É agora. Soltei meu corpo. Deixei que planasse até atingir a água que cobria a superfície. Descendo, lentamente. A sensação era que eu não pesava nada. Agora era como eu não fosse nada, mas nada seria o suficiente para fazer parte daquilo que me aguardava. Agora eu não me importava com a minha origem. Agora eu sabia a onde pertencer e coexistir. Estava prestes a tocar a água. Prendi meu folego. Eu conseguia ver meu reflexo em diversas faces da a água. Eu podia ver meu reflexo, mas não conseguia identificar dois reflexos pareados à mim. Fiquei por um tempo ali, planando, sem perder altitude, velocidade e sem sentir nenhuma dor. Eu disse nenhuma dor? Me afastaram da água. Eu demorei para perceber que não era agora. Que a angustia havia acabado e mais a frente, meu bando me esperava em um ritmo mais lento que o de costume. Era o instinto.
Eu me separei deles. Mas eles me esperaram para que cheguemos todos juntos. Um mais novo do bando se aproximou de mim, ofereceu seu vácuo para que eu pudesse repousar. Ele foi muito generoso, até por que ninguém costumava fazer isso por mim no bando. Me surpreendeu. Fiquei por ali até ouvir o primeiro sinal de “chegamos!”.
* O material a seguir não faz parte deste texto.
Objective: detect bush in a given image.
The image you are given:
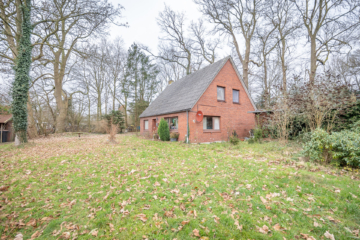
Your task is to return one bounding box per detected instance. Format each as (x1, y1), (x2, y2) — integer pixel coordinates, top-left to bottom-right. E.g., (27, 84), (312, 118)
(158, 118), (170, 141)
(303, 123), (360, 167)
(230, 135), (240, 145)
(254, 128), (262, 142)
(303, 128), (331, 162)
(331, 130), (360, 167)
(170, 133), (179, 139)
(229, 130), (240, 145)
Era ali. Mas não era ali. Era uma ilha diferente! Mais árvores, mais lagos, mais comida! É isso! Desviamos a rota todos juntos! Eu me enganei! Nós ainda estamos juntos mesmo enquanto estamos separados! Eu aprendi a seguir meu instinto naquela hora.

A nova colônia era linda. Não chegava à beleza do sol vindo e indo, mas era tão majestosa quanto! Um pouco à nossa esquerda, era rodeada de água cristalinas, flora verdejante e insetos suculentos. E galhos para todos. Descemos, escolhi meu galho para começar tudo de novo. Decidi me instalar num que fosse possível ver o sol nascer atrás da praia. Com sombra o suficiente para as horas de descanso, que era o que eu precisava. Ao que descemos, cada um foi se instalando, exaustos. Um sentimento tomava o bando: gratidão e paz, por que sabíamos que tudo havia acabado e tudo ficaria bem a partir dali. Alguns gorjearam eu meu redor. Me desfiz de minhas coisas, me ajeitei e estiquei minhas asas, me preparando para um cochilo. Fui ficando pesado, os sons distantes, pouca luminosidade. Dormi.

Acordei. Eu era o mesmo de sempre: olhos verdes, bicudo e desajeitado. Barba e cabelo bagunçado pela manhã. Meu coração estava calmo e decidido. Eu era o mesmo humano de sempre, só que meus braços e costas queimavam, como se eu tivesse nadado a maior prova de natação de todos os tempos. Um pensamento vem à mente: essa deve ser a dor que os pássaros sentem quando voam em busca de sua renovação e liberdade.